Vol.8 No.3
September
1, 2009
Research
articles:
A Survey of Cookie
Technology Adoption Amongst Nations
(pp211-244)
Andrew F.
Tappenden and James Miller
This paper presents the results of a novel survey probing the use of
cookies with respect to country of origin and related web technologies.
A number of significant relationships are established between the origin
of the web application and cookie deployment. Cookie usage amongst five
popular dynamic web application frameworks is analyzed providing a
per-country breakdown of platform adoption and the establishment of a
link between dynamic web technologies and first-party and sessional
cookies. The prevalence of vendor-specific third-party technologies
both globally and within specific countries is studied. Although global
leaders emerged, a number of country-specific market leaders were
discovered, suggesting that country-specific niche technologies are
competing with the globally dominant technologies within specific
markets. A large association is identified between third-party
persistent cookie usage and a country’s e-business environment—the
strongest evidence that cookies are an integral part of the global
e-commerce environment.
Ontology-Based Search for eGovernment Services Using Citizen Profile
Information
(pp245-267)
Vassilios
Peristeras, Sotirios K. Goudos, Nikolaos Loutas, and Konstantinos
Tarabanis
This paper
presents our effort to “ontologize” a conceptual public service model in
order to express in a formal way domain specific semantics and create a
reusable service ontology for eGovernment applications. The conceptual
model we have used comes from a broader public administration domain
modeling effort, called Governance Enterprise Architecture (GEA).
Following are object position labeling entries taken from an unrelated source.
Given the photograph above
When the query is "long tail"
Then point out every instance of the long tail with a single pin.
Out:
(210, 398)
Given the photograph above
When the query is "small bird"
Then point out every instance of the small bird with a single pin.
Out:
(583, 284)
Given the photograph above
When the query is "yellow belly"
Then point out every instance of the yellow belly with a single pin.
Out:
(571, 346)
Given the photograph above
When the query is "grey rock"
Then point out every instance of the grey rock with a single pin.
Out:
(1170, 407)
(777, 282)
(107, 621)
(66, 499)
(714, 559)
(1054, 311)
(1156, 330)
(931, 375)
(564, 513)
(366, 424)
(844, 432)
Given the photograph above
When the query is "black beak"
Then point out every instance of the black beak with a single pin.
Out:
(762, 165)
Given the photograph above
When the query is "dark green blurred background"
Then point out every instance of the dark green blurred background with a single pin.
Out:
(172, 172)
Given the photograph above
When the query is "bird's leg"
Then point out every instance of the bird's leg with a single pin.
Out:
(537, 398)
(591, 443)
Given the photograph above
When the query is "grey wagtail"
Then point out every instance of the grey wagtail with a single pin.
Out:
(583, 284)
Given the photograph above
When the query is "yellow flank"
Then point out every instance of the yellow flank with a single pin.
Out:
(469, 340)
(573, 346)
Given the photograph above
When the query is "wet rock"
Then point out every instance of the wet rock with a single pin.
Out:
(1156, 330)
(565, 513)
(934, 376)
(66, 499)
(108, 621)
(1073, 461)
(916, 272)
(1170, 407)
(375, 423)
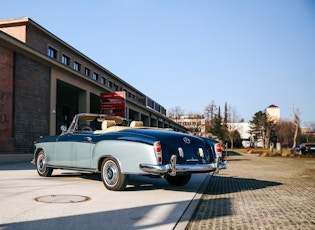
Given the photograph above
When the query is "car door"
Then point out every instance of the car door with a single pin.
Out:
(74, 150)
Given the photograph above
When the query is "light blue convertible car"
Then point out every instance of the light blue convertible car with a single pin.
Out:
(107, 145)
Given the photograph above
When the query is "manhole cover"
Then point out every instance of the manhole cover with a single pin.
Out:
(62, 199)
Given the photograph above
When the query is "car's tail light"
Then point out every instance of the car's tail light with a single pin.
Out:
(158, 152)
(218, 148)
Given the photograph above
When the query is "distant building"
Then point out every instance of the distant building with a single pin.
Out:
(195, 124)
(273, 113)
(44, 82)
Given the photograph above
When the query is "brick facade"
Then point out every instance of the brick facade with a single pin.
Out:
(31, 103)
(6, 97)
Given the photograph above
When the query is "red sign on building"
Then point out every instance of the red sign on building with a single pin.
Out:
(113, 103)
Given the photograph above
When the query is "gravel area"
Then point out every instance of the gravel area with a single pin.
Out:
(259, 193)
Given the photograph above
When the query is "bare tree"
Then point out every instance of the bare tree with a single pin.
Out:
(297, 120)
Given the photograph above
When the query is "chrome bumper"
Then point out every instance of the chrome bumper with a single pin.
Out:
(172, 168)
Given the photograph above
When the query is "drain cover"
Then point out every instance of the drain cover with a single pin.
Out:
(62, 199)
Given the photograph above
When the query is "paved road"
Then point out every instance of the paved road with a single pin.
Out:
(259, 193)
(147, 204)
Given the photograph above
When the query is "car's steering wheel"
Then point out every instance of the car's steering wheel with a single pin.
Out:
(85, 128)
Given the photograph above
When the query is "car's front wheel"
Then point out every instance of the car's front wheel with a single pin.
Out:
(41, 165)
(111, 175)
(178, 180)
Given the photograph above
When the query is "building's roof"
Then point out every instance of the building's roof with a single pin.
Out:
(272, 106)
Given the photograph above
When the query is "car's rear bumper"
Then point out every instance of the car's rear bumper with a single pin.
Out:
(172, 168)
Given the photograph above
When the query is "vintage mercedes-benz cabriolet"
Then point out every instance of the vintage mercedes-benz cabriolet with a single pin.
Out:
(109, 145)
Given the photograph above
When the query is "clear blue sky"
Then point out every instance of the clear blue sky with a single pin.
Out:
(248, 53)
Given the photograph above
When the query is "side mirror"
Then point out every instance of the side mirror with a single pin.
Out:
(63, 128)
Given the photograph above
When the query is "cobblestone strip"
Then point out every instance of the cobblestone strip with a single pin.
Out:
(259, 193)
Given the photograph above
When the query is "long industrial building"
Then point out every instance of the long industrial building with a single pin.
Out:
(44, 82)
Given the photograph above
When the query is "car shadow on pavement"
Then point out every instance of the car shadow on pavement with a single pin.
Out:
(140, 217)
(225, 185)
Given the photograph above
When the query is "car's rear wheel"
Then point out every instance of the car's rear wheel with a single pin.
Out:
(178, 180)
(41, 165)
(112, 177)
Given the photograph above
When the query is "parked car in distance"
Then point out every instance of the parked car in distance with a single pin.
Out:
(107, 145)
(304, 148)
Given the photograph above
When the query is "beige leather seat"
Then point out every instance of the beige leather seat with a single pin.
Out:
(105, 124)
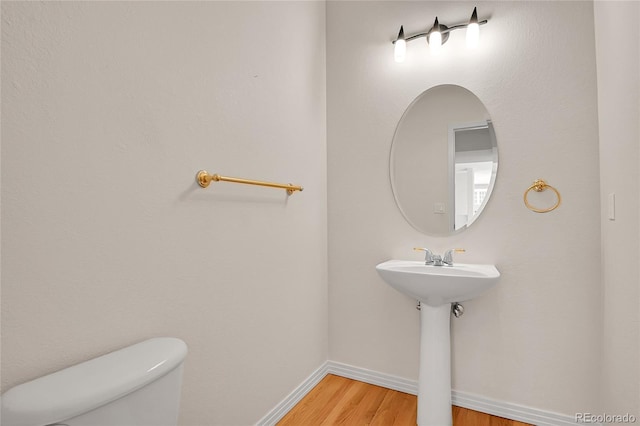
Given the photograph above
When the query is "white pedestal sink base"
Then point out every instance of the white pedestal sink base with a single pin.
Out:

With
this as a starting point, we document our experience of using the Web
Ontology Language (OWL) for the ontological representation of the model.
Moreover, we present a use case and a platform that is based and uses
this ontology for the discovery of eGovernment services. These services
are discovered by semantically matching citizens’ profiles with formally
described public services. The proposed domain ontology is reusable and
can be exploited by a variety of semantic web applications for
eGovernment whenever a formal and standardized model for public services
is needed.
An Automatic Web News
Article Contents Extraction System Based on RSS Feeds
(pp268-284)
Hao Han,
Tomoya Noro, and Takehiro Tokuda
Nowadays, the Web news article contents extraction is vital to provide
news indexing and searching services. Most of the traditional methods
need to analyze the layout of news pages to generate the wrappers
manually or automatically. It is a costly work and needs much
maintenance during the extraction over a long period of time. In this
paper, we construct an automatic Web news article contents extraction
system based on RSS feeds. We propose an effective and efficient
algorithm to extract the news article contents from the news pages
without the analysis of news sites before extraction. We calculate the
relevance between the news title and each sentence in the news page to
detect the news article contents. Our approach is applicable to the
general types of news RSS feeds and independent of news page layout. Our
experimental results show that our approach can extract the news article
contents automatically, accurately and constantly.